Open questions include: How will Schiedat’s performance be measured—by revenue, deal count, profitability, or some composite? What investment will be made to support his mandate, such as hiring across regions or increasing partnership with capital markets desks? How does currency risk, regulatory divergence, and differing tax/market structures across Europe impact this continental consolidation? What is the revenue split expected between UK vs continental Europe going forward? And how will this position Berenberg relative to competitors expanding in Europe (e.g. global banks pulling back, boutiques expanding)?”

Supporting Notes
  • Bastian Schiedat, 15-year veteran at Berenberg and current co-head of the syndicate function, has been promoted to head investment banking for continental Europe.
  • Stefan Ries (DACH), Arnd Grimm (Strategic Advisory), and Ruben Moses (France & Benelux) will report into Schiedat.
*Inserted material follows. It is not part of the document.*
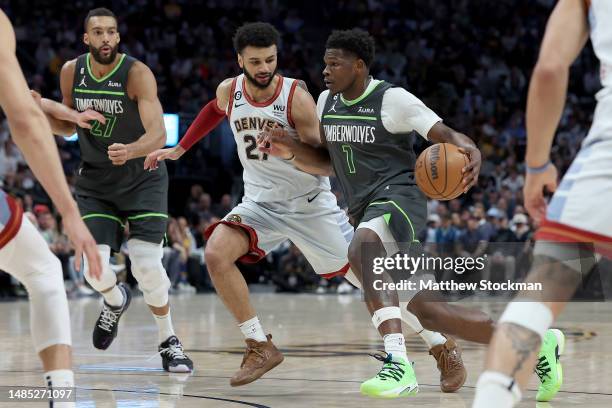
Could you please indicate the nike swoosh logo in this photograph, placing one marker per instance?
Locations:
(310, 199)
UK investment banking remains under Matt Armitt and Ben Wright.
  • The restructure in December realigned Berenberg into two core units: Investment Banking; and Corporate, Wealth & Asset Management.
  • Laura Janssens remains head of Investment Banking and now sits on Berenberg’s management board.
  • Frederik Gottlob will lead the new Corporate, Wealth & Asset Management unit and also join the management board.
  • Each business unit involves about 400 employees; Berenberg has ~1,580 staff overall.
  • In 2024, investment banking revenue was approximately €300 million, driven by strong performance in UK investment banking.
  • The bank’s profit rose by ~47% in 2024.